S-Corp Information - New Hampshire

Address of state corporation department:
Corporation Division
Department of State
107 N. Main St.
Concord NH 03301-4989
Telephone: (603) 271-3246
State web address: http://www.nh.gov/
State law reference: New Hampshire Revised Statutes Annotated, Title 27, Chapter 293-A.
Title of filing: Articles of Incorporation.
Filing Fees: $50.
Other fees: Filing of Form SRA, $50.
Name reservation: Reservable for 120 days for $15 fee. (Section 293-A:4.02).
Name requirements: Corporation, Incorporated, Limited, or abbreviation. (Section 293-A:4.01).
Incorporator requirements: One or more persons or entities. (Sections 293-A:2.01, 293-A:1.40(16).
Corporate purpose requirements: General “all purpose” clause (see instructions). (Section 293-A:3.01).

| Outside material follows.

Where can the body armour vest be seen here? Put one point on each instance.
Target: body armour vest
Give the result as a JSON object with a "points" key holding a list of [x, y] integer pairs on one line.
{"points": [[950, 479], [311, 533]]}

The
state’s Articles of Incorporation form provides an optional place to list the corporation’s primary purpose, in addition
to reserving the right to engage in any lawful business, because stating a purpose may be helpful in determining
the availability of the corporation’s name.
Director requirements: One or more (may be nonresidents). (Sections 293-A:8.02, 293-A:8.03). But the shareholders
can agree that there will be no board of directors and the corporation will be managed by shareholders
instead. (Section 293-A:7.32).
Paid-in capital requirements: None.
Annual report requirement: Yes, to Secretary of State. (Section 293-A:16.22). Filing fee $100.
Publication requirements: None.
Other provisions: An Addendum to the Articles must be filed together with the Articles, stating that the corporation
complies with state securities laws. (Section 293-A:2.01). The Addendum is filed on Form SRA, which is included
in the Articles of Incorporation Packet.